The poem begins by describing the state of the poet, using negative statements to intensify the description of the poet's physical state such as "numbless pains" and "not through envy of thy happy lot" lines 1—5.
While the ode is written "to a Nightingale", the emphasis of the first line is placed upon the narrator rather than the bird, and Helen Vendler suggests that the negation of the reader as a party in the discourse happens just as the song of the nightingale becomes the "voice of pure self-expression".
Ode to Psyche "Ode to Psyche" is a line poem written in stanzas of varying length, which took its form from modification Keats made to the sonnet structure.
Psychea creature so beautiful that she drew the attention of Cupid himself, draws the attention of the narrator, whose artistic imagination causes him to dream of her: As he relates himself to the mythical character of Cupid, he confuses the god's emotions with his own and imagines that he too has fallen in love with the woman's beauty.
In line 50, the poet states "Yes, I will be thy priest, and build a fane", which, Harold Bloom suggests, implies that the poet himself becomes a "prophet of the soul" as he regards the beauty of Psyche and attempts to place himself within Cupid's personage. Eliot, it is the most prominent ode among the six great odes.
It discusses how autumn is both a force of growth and maturation, and deals with the theme of approaching death.

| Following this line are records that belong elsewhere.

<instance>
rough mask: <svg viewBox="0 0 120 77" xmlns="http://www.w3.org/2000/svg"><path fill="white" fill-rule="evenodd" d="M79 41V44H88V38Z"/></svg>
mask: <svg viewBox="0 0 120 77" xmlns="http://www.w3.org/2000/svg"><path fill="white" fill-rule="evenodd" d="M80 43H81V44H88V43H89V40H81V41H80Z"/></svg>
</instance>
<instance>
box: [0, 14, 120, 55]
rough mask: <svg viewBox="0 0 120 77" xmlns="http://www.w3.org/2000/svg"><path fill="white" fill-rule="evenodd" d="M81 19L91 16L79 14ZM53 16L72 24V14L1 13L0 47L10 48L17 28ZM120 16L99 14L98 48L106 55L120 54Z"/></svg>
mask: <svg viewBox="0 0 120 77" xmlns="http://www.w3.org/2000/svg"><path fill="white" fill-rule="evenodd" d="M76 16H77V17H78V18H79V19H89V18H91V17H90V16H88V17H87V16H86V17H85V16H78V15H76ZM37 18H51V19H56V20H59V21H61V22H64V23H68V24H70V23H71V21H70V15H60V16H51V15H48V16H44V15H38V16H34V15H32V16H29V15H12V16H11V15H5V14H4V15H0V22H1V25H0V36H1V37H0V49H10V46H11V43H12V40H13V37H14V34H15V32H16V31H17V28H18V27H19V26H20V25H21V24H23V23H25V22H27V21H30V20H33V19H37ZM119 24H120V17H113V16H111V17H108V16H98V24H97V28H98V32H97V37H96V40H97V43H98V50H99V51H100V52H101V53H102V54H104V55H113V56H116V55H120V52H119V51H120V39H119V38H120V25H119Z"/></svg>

While the earlier odes perfected techniques and allowed for variations that appear within "To Autumn", Keats dispenses with some aspects of the previous poems such as the narrator to focus on the themes of autumn and life.
The poem discusses ideas without a progression of the temporal scene, an idea that Keats termed as "stationing".Explain how Keats’ concept of “negative capability” might be applied to a reading of Keats’ “Ode on a Grecian Urn.” Keats doesn’t focus on the same subjects as the other romantic poets, like religion, ethics, morals or politics.
The order of the odes has been much debated; it is known that Ode to Psyche was written in late April, Ode to a Nightingale probably in May, and To Autumn on 19 September , but although Ode on a Grecian Urn and Ode on Melancholy are assumed to belong to May, but no one can be certain of any order or progression.
In style and power the odes represent Keats’s finest poetry; indeed, they are . Emotion vs. Intellect in Ode to a Nightingale and Since Feeling is First We must look for guidance from the emotions not the mind.
This romantic philosophy is portrayed in the works of both John Keats’s "Ode to a Nightingale" and E.
E. Cummings’s "Since Feeling . “Nightingale” also differs from the other odes in that its rhyme scheme is the same in every stanza (every other ode varies the order of rhyme in the final three or four lines except “To Psyche,” which has the loosest structure of all the odes).
” John Keats: In the poem “Ode on Melancholy,” Keats takes a sinister look at the human condition.
The idea that all human pleasures are susceptible to pain, or do inevitably lead to pain, is a disturbing thought. John Keats was born in London on 31 October , the eldest of Thomas and Frances Jennings Keats’s four children.
Although he died at the age of twenty-five, Keats had perhaps the most remarkable career of any English poet.